Eyes $11 billion petrochemicals investments in 4-5 years

IOC's gross refining margins down sharply in fiscal year

Says not in active negotiations for term Russian crude deals

Indian Oil Corp. is looking to invest up to $11 billion over the next four-five years to expand its petrochemicals capacity as part of a business strategy in a shifting energy landscape, where demand for transport fuels could witness a slowdown, company officials said.

The expansions IOC is pursuing at its refineries would help in raising India's biggest state-run refiner's Petrochemical Intensity Index to as high as 15% by 2030 from 6%, officials added.

"The next phase of expansion, after the current capacity expansion in the refineries gets completed, we will go for, in a very big way, for petrochemicals expansion," Chairperson AS Sahney said April 30 while releasing the company's annual financial results.

IOC recently signed an agreement with the state government in Odisha to set up a petrochemicals complex at Paradip, which would be its largest investment at a single location. This will help expand IOC's existing 15 million mt/year refinery capacity at Paradip.

The complex will have a dual-feed cracker and associated downstream units for producing a range of products, including phenol, polypropylene, isopropyl alcohol, high-density polyethylene, linear low-density polyethylene, polyvinyl chloride and butadiene.

Key priority

Raising the petrochemicals intensity is the top priority for Indian refiners pursuing ambitious expansion strategies, government and refining officials said, as the sector is set to receive nearly $87 billion in investments over the next decade and account for more than 10% of the global petrochemicals sector growth.

A recent parliamentary committee report of the petroleum ministry recommended that India must expand its refining capabilities by diversifying the product mix and increasing focus on petrochemicals, biofuels and sustainable aviation fuel, to help refineries adapt to changing market demand and reduce dependence on traditional petroleum products.

Of the several projects India is pursuing, about 58% of the increase is expected to come from brownfield expansions over the next three years, while the remaining would come from greenfield projects, according to S&P Global Commodity Insights' analysts.

Key projects include IOC's expansion of its Panipat, Paradip, Gujarat and Barauni refineries to raise their capacities and integrate petrochemicals units.

"While Indian refiners are betting high on petrochemicals, the industry is today seeing an oversupplied market.
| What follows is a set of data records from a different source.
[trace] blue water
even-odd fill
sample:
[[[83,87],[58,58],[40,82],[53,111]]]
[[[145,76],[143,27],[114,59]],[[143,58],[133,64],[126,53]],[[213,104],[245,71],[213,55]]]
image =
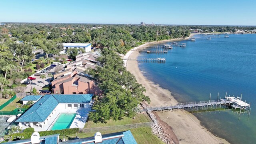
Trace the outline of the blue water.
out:
[[[204,38],[200,35],[196,37]],[[250,117],[232,110],[194,114],[201,124],[232,144],[256,142],[256,34],[230,34],[229,38],[184,40],[164,54],[141,53],[139,58],[165,57],[164,63],[140,63],[144,76],[171,91],[180,102],[207,100],[228,95],[251,102]]]

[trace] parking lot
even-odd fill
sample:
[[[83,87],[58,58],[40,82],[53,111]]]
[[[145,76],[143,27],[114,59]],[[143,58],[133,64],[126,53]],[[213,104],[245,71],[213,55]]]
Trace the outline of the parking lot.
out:
[[[10,117],[10,116],[0,116],[0,123],[1,123],[1,124],[0,124],[0,132],[2,132],[7,127],[11,126],[10,124],[10,122],[6,122],[8,118]],[[0,136],[1,135],[0,134]]]
[[[53,80],[53,78],[50,78],[48,76],[48,73],[51,73],[52,75],[54,74],[55,72],[54,72],[54,69],[56,67],[52,68],[50,70],[46,72],[44,75],[46,76],[46,78],[43,80],[42,78],[40,78],[40,76],[33,76],[33,77],[36,78],[36,80],[31,80],[31,86],[32,88],[35,88],[38,92],[41,92],[42,90],[42,88],[46,85],[49,84],[49,81],[50,78],[51,78],[51,80]],[[26,92],[31,92],[31,86],[30,84],[27,84],[26,87]]]

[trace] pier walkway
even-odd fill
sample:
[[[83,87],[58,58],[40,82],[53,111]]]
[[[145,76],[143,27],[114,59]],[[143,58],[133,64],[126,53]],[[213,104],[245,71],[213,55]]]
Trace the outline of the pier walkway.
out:
[[[138,62],[165,62],[165,58],[124,58],[124,60],[136,60]]]
[[[167,50],[133,50],[134,51],[146,52],[148,54],[167,54],[168,51]]]
[[[234,98],[234,97],[233,97]],[[192,108],[192,110],[194,110],[194,108],[196,108],[198,110],[199,107],[200,106],[206,106],[211,107],[212,108],[213,106],[217,108],[217,106],[221,106],[222,104],[225,105],[228,105],[231,106],[231,105],[234,108],[240,108],[241,109],[246,109],[247,108],[250,108],[250,104],[248,104],[245,102],[236,99],[236,100],[234,100],[232,97],[226,97],[225,99],[220,99],[217,100],[208,100],[204,101],[190,102],[183,103],[180,103],[174,105],[165,105],[161,106],[148,106],[144,107],[140,110],[140,112],[146,112],[150,111],[155,111],[158,110],[173,110],[174,109],[178,109],[179,108],[188,109]],[[239,101],[239,102],[238,102]],[[241,104],[240,105],[239,105]],[[234,107],[234,104],[236,106]],[[239,105],[239,106],[238,105]]]

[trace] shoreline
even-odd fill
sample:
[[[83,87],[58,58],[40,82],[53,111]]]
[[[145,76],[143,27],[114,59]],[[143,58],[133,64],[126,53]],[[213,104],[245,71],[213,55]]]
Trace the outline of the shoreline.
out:
[[[159,42],[147,42],[134,48],[132,50],[140,48],[149,44],[159,42],[182,40],[188,39],[194,34],[191,34],[189,37],[167,40]],[[140,54],[139,52],[129,51],[124,58],[136,58]],[[169,90],[161,87],[159,84],[154,84],[148,80],[143,75],[139,70],[138,62],[136,61],[124,60],[124,66],[128,70],[134,74],[139,83],[145,87],[146,96],[149,96],[151,102],[149,105],[154,106],[165,104],[176,104],[178,102],[172,95]],[[169,129],[173,132],[180,144],[220,144],[229,143],[224,139],[218,138],[210,133],[200,124],[197,118],[192,114],[186,111],[174,110],[172,112],[160,112],[154,113],[159,118],[160,121],[165,123],[170,128],[165,126],[163,129]],[[166,135],[170,134],[166,133]]]

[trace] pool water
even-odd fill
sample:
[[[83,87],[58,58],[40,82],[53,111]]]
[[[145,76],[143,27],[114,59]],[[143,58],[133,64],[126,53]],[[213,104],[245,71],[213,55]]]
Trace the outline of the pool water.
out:
[[[51,130],[59,130],[69,128],[76,115],[76,113],[62,113],[60,114],[51,128]]]

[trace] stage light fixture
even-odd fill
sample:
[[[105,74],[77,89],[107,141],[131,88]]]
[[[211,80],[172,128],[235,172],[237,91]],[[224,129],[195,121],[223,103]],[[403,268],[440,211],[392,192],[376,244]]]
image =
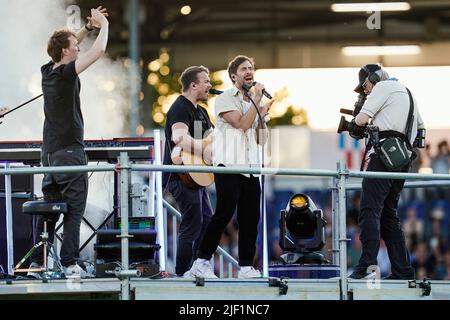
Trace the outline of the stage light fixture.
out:
[[[280,212],[280,256],[283,264],[322,264],[326,262],[317,251],[325,245],[322,210],[302,193],[292,196],[286,210]]]

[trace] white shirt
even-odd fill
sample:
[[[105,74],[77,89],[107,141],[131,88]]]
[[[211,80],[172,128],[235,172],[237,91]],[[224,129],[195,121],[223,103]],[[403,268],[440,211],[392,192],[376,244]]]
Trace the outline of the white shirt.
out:
[[[417,101],[414,101],[413,121],[411,129],[411,144],[417,135],[417,128],[424,128],[424,123],[418,111]],[[406,87],[395,80],[378,82],[367,96],[361,112],[372,118],[372,124],[380,131],[394,130],[406,135],[406,120],[409,114],[409,95]]]
[[[213,164],[223,164],[226,167],[242,166],[261,168],[260,148],[256,142],[258,117],[255,117],[252,127],[245,132],[236,129],[226,122],[221,114],[228,111],[239,111],[244,115],[249,108],[254,108],[251,102],[244,101],[242,93],[236,86],[224,91],[216,98],[216,127],[213,141]],[[243,174],[250,177],[249,174]],[[253,175],[257,176],[257,175]]]

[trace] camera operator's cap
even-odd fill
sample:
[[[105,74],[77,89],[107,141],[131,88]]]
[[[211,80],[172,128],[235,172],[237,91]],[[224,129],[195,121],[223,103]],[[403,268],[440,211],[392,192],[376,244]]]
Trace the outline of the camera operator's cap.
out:
[[[359,84],[356,86],[356,88],[354,89],[355,92],[358,93],[363,93],[364,92],[364,88],[362,87],[364,81],[366,81],[369,72],[375,72],[381,69],[381,66],[379,64],[366,64],[364,66],[361,67],[361,69],[359,69]]]

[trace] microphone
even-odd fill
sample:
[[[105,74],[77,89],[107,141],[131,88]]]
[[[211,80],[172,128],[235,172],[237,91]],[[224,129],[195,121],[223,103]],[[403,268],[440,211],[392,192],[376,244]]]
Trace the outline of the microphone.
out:
[[[211,94],[221,94],[221,93],[223,93],[223,91],[211,88],[211,89],[209,89],[209,93],[211,93]]]
[[[242,84],[242,89],[244,89],[245,91],[249,91],[250,88],[253,87],[254,85],[256,85],[257,83],[258,83],[258,82],[256,82],[256,81],[254,81],[254,82],[252,83],[252,85],[248,85],[248,84],[246,84],[246,83],[243,83],[243,84]],[[270,93],[268,93],[268,92],[266,91],[266,89],[263,89],[263,95],[264,95],[266,98],[268,98],[268,99],[272,99],[272,96],[270,95]]]

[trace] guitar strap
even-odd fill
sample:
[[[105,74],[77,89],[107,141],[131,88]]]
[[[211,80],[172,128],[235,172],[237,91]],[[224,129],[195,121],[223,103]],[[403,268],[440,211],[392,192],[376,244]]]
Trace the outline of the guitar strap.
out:
[[[197,106],[196,109],[200,113],[200,115],[201,115],[200,117],[206,120],[207,124],[209,125],[209,129],[211,129],[211,128],[214,129],[214,125],[211,122],[211,119],[209,118],[209,115],[207,113],[205,114],[205,111],[203,111],[203,108],[200,107],[200,106]],[[170,154],[172,154],[172,147],[170,146],[170,141],[167,138],[166,138],[166,144],[169,147]],[[170,182],[170,178],[171,177],[172,177],[172,172],[169,172],[169,177],[167,178],[166,187],[164,188],[163,194],[166,193],[166,190],[167,190],[167,188],[169,186],[169,182]]]

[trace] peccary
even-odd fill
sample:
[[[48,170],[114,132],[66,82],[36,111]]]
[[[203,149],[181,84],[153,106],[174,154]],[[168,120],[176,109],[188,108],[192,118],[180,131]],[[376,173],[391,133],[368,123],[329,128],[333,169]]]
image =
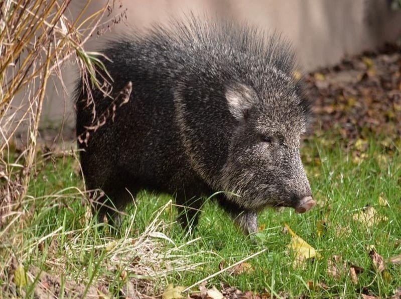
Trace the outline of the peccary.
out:
[[[299,152],[310,103],[279,36],[193,17],[120,37],[103,53],[112,90],[85,89],[81,79],[75,96],[86,184],[104,192],[99,219],[143,189],[174,195],[190,229],[216,193],[246,234],[266,206],[315,205]]]

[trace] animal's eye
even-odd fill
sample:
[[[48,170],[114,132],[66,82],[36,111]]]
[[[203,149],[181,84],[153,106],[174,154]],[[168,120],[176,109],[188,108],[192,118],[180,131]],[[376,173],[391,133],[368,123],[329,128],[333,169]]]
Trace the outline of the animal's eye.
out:
[[[262,142],[267,142],[272,143],[273,142],[273,138],[271,136],[266,136],[263,135],[258,135],[258,139]]]

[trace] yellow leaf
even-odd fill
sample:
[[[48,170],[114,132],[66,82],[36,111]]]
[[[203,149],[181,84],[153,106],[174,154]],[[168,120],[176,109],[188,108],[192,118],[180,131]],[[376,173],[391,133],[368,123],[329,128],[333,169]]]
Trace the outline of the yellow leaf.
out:
[[[327,223],[324,220],[321,220],[316,223],[316,232],[318,236],[322,235],[322,234],[326,230],[327,227]]]
[[[308,258],[319,256],[319,253],[316,252],[315,248],[293,231],[287,223],[285,223],[284,226],[292,236],[290,243],[287,245],[287,248],[294,255],[295,259],[294,265],[299,265]]]
[[[370,69],[374,66],[373,60],[368,57],[362,57],[362,61],[363,62],[363,63],[365,64],[368,69]]]
[[[106,251],[111,251],[117,245],[117,241],[111,241],[109,242],[107,245],[106,246]]]
[[[28,278],[25,269],[22,264],[19,265],[14,271],[14,283],[18,287],[23,287],[28,284]]]
[[[177,285],[174,287],[173,283],[170,283],[164,290],[164,292],[162,294],[162,299],[186,298],[186,296],[184,296],[181,293],[181,292],[184,289],[185,289],[185,286]]]
[[[223,294],[216,288],[214,285],[210,289],[207,290],[207,296],[211,299],[222,299],[224,298]]]

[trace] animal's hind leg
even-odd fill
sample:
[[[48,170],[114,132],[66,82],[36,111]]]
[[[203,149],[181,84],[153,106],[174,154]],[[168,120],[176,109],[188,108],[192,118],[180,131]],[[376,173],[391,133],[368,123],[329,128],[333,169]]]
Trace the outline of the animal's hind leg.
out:
[[[178,221],[183,229],[193,233],[198,224],[200,209],[203,204],[203,199],[195,196],[188,199],[182,194],[177,195],[176,203],[178,210]]]

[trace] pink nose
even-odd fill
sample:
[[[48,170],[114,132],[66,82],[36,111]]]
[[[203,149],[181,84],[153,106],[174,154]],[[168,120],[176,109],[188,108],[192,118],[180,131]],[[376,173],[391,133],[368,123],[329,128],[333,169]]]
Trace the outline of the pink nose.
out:
[[[300,213],[305,213],[315,205],[316,205],[316,203],[313,200],[313,198],[312,198],[312,196],[305,196],[303,197],[300,201],[298,206],[295,209],[295,212]]]

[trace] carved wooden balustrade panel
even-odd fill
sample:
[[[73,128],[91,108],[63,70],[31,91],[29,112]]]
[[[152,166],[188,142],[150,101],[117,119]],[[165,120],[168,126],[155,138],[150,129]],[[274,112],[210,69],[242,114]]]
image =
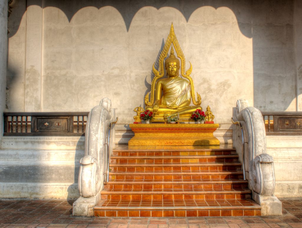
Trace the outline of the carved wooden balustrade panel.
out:
[[[84,135],[88,113],[5,112],[3,135]]]
[[[267,135],[302,135],[302,112],[262,112]]]

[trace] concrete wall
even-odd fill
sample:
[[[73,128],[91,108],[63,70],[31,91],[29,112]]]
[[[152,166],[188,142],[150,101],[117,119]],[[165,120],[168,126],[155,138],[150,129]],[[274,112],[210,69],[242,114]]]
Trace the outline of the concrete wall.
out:
[[[0,113],[5,109],[6,78],[7,0],[0,0]],[[0,115],[0,140],[3,131],[3,115]]]
[[[173,21],[217,122],[230,123],[241,97],[295,111],[297,2],[19,0],[8,24],[9,110],[89,111],[107,97],[120,124],[131,122]]]
[[[302,197],[302,136],[267,136],[267,153],[274,158],[274,195]]]

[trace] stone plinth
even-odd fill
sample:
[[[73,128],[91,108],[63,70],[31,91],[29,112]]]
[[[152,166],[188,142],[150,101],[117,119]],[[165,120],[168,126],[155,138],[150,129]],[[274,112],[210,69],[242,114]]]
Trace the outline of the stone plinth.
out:
[[[134,137],[129,146],[210,146],[220,144],[213,132],[218,124],[130,124]]]

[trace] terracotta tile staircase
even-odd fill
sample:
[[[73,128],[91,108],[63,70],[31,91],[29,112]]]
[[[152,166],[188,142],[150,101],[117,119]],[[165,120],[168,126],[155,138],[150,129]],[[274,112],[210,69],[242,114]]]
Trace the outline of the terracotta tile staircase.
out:
[[[95,216],[261,215],[234,149],[127,146],[114,150]]]

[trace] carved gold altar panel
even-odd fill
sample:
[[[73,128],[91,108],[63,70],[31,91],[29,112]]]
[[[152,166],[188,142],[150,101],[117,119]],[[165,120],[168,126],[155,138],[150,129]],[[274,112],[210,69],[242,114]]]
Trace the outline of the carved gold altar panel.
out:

Even Reliance Industries Limited, the largest producer of petrochemicals in India, in their Q4 report, has admitted that significant demand and supply imbalances in downstream chemicals markets have led to multiyear low margins," said Swathi Seshadri, energy specialist, petrochemicals, South Asia, at the Institute for Energy Economics and Financial Analysis.

Lower margins, crude imports

IOC's gross refining margin for the fiscal year ended March 31 fell 60.2% year on year to $4.80/b, company officials said, reflecting lower returns from cracks in Asia's third-largest economy. It had posted a GRM of $12.05/b in the previous fiscal year.

Refinery throughput at nine stand-alone refineries fell 2.4% year on year to 71.56 million mt in 2024-25 (April-March). In 2024-25, IOC's domestic sales rose 3.3% year on year to 95.38 million mt, while exports fell 6.1% on the year to 4.92 million mt in 2024-25.

The company's nine stand-alone refineries have a capacity of 70.25 million mt/year, accounting for 27.36% of India's total refinery capacity. The refiner's product portfolio includes gasoline, diesel, naphtha, jet fuel, petrochemicals and lubricants.

In the fourth quarter, IOC posted a 1.5% rise in refinery throughput to 18.55 million mt while its domestic sales rose 3.6% year on year to 24.6 million mt and exports fell 13% on the year to 1.34 million mt.

Commenting on the crude oil import outlook following recent US sanctions and the emerging tariff scenario, Sahney said the company was treading cautiously before signing term deals for Russian crude.

"We are not in any active negotiations for any deal. But we are open to it. We are waiting and watching because every day things are changing. In these topsy-turvy conditions, I don't think it is prudent to go for a term deal with a new player," he said.